Amazon is also financing Vita da Carlo’s comedy series Vita da Carlo which will chronicle the everyday life of Italian comedy megastar Carlo Verdone. The series was created by Nicola Guaglianone and Menotti, both writers of They Call Him Jeeg. It is being produced by Filmauro, renowned for solid and local box office hits. 

European strategy

“Global shows do not exist,” director of European Amazon Originals Georgia Brown told Screen. “For Amazon what is important is to design Italian shows for Italian audiences and French shows for French audiences and this is so refreshing.”

“With my background [Brown previously worked at Fremantle, Shine and BBC Worldwide] I was used to having to put something in for the American audience, something for the French audience… For years we’ve watched those Euro-pudding, those co-productions. And they’re horrible. We don’t want to do that.”

Today’s Rome announcements mark the first stage of Amazon’s strategy to increase its presence in the key European markets of Italy and Spain. Brown underlined its focus on those two markets and the UK and said the company had no plans at present to back original productions in any other European territories at present. 

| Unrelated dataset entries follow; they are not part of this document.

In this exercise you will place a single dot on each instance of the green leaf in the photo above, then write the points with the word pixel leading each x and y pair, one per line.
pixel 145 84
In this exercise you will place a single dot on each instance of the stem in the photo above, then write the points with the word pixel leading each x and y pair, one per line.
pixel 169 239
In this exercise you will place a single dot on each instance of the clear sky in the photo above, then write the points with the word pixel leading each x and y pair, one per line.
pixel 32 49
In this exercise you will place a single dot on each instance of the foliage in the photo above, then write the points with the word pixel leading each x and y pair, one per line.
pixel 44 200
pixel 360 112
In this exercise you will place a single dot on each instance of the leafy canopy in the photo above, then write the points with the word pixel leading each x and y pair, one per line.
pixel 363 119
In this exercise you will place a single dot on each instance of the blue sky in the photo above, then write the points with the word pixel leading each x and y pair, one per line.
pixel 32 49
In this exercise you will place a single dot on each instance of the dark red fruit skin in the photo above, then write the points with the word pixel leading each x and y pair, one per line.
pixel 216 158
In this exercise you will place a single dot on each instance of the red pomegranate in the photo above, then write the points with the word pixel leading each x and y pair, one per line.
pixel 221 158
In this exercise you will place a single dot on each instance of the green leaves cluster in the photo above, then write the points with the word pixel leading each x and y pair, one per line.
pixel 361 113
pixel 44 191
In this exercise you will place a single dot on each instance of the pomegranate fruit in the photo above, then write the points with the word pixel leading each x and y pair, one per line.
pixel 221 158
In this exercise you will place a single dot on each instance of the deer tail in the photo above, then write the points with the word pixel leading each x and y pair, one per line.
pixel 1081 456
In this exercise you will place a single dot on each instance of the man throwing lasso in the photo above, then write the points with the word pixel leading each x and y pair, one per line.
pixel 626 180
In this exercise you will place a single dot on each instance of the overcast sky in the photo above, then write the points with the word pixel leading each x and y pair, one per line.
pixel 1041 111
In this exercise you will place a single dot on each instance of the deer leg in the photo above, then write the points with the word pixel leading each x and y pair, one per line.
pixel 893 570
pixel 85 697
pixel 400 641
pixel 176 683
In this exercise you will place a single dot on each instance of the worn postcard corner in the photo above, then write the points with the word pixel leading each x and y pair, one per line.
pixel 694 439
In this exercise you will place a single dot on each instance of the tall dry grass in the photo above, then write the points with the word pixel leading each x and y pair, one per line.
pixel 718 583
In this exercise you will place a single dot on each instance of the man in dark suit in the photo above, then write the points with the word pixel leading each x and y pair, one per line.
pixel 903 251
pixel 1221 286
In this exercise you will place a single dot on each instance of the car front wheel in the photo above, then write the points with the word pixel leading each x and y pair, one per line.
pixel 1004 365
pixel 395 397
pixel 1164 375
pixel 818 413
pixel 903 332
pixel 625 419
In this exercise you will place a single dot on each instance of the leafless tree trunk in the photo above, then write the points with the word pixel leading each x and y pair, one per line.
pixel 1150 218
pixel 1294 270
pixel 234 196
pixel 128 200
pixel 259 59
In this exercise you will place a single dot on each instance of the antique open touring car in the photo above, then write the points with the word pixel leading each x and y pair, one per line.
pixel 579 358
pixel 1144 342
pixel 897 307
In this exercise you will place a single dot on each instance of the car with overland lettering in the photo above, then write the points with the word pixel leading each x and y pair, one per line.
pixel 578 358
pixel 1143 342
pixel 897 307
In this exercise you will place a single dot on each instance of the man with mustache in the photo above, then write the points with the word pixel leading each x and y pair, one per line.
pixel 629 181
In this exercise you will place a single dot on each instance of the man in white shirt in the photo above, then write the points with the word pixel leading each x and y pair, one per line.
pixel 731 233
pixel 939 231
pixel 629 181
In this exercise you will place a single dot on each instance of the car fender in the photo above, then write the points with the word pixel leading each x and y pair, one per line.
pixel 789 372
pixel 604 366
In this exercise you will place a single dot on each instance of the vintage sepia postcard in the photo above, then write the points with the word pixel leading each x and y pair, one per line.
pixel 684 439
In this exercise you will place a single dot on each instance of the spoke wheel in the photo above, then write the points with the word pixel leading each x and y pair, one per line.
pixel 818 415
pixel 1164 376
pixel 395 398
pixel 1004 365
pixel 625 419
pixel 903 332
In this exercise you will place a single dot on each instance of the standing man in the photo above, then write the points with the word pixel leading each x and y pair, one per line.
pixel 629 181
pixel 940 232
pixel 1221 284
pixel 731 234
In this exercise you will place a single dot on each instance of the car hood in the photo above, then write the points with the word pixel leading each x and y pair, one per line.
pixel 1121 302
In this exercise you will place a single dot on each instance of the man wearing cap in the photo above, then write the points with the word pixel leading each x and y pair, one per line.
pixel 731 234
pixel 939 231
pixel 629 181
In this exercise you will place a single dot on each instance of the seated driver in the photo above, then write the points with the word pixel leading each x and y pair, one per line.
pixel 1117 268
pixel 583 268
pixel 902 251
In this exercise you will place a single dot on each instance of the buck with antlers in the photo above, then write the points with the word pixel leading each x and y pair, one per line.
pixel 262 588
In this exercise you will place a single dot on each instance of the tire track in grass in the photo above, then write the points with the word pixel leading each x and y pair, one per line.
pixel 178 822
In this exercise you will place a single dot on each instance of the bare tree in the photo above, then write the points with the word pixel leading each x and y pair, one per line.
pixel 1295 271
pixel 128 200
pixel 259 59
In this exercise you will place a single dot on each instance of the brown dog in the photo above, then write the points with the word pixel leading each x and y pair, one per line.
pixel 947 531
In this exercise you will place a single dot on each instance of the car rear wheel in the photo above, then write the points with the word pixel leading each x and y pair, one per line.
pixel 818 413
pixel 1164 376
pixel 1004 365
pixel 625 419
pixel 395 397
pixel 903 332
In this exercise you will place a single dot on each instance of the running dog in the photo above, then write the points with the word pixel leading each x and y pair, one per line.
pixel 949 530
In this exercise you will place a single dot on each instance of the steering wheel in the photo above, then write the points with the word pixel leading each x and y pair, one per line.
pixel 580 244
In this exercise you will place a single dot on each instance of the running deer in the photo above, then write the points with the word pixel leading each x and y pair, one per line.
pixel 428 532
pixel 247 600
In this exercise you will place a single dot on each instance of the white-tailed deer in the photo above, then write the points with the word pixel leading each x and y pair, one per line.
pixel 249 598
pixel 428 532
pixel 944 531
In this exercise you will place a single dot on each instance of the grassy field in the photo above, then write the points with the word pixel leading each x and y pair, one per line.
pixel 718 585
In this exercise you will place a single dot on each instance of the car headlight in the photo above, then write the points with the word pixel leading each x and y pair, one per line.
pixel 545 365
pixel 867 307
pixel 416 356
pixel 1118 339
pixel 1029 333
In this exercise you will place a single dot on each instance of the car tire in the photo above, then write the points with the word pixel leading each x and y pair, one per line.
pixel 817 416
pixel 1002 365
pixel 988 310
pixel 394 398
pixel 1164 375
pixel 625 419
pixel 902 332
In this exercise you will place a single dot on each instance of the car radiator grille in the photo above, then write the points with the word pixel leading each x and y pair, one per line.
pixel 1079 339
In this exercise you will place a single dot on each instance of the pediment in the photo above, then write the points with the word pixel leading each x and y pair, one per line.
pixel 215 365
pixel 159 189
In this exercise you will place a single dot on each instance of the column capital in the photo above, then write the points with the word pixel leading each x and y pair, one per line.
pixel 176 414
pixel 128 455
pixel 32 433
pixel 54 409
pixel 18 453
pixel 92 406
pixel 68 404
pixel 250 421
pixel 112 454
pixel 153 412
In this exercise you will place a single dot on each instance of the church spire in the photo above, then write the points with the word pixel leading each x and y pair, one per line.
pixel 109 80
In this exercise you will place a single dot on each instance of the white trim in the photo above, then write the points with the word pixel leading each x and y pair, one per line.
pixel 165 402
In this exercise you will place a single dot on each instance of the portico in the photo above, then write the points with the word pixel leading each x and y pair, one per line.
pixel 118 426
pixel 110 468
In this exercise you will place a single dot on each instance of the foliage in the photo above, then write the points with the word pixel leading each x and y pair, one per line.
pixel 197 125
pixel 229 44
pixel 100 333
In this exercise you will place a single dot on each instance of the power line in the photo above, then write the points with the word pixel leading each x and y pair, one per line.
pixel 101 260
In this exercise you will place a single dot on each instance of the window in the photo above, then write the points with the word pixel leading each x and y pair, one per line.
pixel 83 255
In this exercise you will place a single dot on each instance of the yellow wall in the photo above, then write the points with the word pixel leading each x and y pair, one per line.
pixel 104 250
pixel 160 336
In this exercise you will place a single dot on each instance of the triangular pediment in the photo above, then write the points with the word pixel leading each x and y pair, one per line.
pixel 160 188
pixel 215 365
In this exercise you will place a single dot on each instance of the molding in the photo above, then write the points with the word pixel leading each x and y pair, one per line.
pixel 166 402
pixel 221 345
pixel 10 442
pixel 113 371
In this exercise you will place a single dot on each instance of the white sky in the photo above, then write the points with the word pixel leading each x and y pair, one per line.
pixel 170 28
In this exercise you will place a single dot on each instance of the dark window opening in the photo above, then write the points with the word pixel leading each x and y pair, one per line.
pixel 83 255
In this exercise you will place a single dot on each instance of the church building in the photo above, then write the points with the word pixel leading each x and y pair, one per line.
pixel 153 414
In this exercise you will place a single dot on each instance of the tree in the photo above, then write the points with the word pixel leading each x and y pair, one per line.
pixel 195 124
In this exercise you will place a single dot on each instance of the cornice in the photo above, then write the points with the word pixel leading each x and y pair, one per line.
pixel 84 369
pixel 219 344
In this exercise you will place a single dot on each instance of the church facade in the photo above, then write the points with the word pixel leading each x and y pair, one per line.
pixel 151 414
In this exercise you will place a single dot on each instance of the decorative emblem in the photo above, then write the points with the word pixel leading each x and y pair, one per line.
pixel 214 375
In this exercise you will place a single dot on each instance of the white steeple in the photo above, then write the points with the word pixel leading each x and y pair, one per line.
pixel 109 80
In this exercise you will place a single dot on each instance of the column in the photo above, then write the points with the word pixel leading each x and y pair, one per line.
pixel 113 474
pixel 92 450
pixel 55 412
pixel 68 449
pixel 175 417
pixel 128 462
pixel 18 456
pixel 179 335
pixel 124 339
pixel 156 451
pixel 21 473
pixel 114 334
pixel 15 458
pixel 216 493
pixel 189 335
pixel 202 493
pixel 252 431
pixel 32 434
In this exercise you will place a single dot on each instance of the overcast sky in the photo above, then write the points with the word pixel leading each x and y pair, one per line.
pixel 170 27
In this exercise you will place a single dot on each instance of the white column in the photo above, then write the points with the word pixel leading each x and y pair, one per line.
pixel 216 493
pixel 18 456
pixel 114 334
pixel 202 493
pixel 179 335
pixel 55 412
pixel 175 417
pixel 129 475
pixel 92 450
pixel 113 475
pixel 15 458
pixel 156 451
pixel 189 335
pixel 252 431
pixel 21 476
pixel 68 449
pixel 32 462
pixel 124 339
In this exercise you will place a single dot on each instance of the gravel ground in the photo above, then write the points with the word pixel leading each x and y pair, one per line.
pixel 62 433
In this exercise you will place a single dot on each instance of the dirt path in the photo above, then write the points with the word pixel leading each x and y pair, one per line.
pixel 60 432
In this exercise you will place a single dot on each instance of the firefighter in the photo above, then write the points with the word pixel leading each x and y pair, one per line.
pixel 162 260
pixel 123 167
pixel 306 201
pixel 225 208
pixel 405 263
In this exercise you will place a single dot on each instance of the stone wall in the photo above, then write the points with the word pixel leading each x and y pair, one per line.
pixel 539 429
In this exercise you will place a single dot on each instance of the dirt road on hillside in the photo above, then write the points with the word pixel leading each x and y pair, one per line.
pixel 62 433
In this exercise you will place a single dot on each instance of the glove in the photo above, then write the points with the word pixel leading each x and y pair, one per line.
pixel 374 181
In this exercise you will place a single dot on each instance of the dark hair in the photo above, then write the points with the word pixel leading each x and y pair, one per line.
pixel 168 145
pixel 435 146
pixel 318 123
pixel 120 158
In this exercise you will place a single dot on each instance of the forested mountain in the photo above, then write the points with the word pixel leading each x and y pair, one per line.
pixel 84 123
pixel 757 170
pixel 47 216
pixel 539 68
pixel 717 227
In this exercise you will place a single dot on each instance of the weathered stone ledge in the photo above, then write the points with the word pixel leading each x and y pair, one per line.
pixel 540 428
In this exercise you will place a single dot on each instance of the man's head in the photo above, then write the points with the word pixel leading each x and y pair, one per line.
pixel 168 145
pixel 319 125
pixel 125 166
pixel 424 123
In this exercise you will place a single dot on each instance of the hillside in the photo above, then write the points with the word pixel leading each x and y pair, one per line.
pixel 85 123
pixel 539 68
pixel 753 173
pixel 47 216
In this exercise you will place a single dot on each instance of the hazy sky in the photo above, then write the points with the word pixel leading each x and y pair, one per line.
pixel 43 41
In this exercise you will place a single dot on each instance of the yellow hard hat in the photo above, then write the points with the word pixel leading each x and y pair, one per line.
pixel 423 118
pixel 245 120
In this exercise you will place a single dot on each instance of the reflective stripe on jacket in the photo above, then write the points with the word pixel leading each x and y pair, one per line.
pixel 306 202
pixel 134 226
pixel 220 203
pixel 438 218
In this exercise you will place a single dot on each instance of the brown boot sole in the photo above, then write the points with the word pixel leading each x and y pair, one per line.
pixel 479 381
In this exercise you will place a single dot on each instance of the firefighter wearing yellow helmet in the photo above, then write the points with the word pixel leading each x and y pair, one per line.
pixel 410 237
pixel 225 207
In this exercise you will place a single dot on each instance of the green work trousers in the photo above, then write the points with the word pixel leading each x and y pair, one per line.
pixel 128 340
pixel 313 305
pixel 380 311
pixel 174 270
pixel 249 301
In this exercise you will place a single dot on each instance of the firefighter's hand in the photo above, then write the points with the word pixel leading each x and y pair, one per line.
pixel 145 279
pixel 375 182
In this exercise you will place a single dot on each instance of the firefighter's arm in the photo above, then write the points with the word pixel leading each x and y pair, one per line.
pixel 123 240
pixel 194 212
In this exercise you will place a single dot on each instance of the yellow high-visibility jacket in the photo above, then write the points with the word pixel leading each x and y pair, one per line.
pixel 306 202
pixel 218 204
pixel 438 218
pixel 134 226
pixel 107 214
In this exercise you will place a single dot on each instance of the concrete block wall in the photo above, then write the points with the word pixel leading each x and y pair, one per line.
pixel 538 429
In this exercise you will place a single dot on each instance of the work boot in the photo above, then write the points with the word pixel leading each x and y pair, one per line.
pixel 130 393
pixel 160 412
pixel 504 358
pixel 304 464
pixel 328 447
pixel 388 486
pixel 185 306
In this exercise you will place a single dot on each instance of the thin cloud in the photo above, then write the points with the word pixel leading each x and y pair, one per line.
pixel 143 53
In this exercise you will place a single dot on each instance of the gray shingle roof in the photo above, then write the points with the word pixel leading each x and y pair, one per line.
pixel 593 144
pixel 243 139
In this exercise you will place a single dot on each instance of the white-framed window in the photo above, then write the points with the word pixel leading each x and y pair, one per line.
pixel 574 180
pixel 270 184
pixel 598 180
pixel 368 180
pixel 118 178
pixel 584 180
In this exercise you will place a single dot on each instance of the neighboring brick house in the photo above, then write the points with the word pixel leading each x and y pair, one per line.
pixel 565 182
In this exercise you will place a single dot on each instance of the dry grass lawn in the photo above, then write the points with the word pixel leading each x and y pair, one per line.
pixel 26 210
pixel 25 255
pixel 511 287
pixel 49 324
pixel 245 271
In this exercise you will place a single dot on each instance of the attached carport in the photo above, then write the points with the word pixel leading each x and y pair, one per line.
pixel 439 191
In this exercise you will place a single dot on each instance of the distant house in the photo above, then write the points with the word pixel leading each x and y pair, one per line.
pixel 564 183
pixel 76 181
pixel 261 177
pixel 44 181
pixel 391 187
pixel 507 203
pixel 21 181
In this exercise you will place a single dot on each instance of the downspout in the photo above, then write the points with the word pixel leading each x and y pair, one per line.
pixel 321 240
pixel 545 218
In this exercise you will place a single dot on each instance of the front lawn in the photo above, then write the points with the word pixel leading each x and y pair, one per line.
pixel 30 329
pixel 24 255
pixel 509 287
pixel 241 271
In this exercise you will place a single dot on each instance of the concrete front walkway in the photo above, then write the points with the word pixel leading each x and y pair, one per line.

“I’d love to do a handful of shows each year, but if we have only one we’ll do only one,” she said. 

Amazon also unveiled its first European “social ambassador”, the Italian music artist Fedez. It marks the third collaboration of the streaming platform with Fedez and his wife, fashion blogger Chiara Ferragni. Amazon produced Unscripted, a documentary about Ferragni, which premiered last year in Venice, and is featuring Fedez in the first edition of its Italian version of Celebrity Hunted.

Fedez will produce “spontaneous videos” and content for his own social media channels with his production company. But under the new agreement with Amazon he will also create more professionally crafted videos also to be distributed on his channels.

“We need to spread awareness of Amazon Prime in Italy, that is why we need Fedez,” explained Nicole Morganti, Amazon’s head of Italian Unscripted Originals, who brought Fedez into the Amazon fold.

No other European social media partnership are on the cards. “We are talking to other people in other territories but it depends on what that territory needs,” Brown explained. “In the UK for example, awareness is less of a priority for us because we are big in that country. What we need there is to get to the new diverse audience. How do you invest, find and support the growth of more content for them? So we do not work with ambassadors but we work with organisations to mentor and tutor.”

Brown described Amazon’s strategy as “complementary to traditional broadcasters. We are not competition, we want them to continue make the shows they do so fantastically, the genres they do so well. We would never make kids shows in Italy for example”.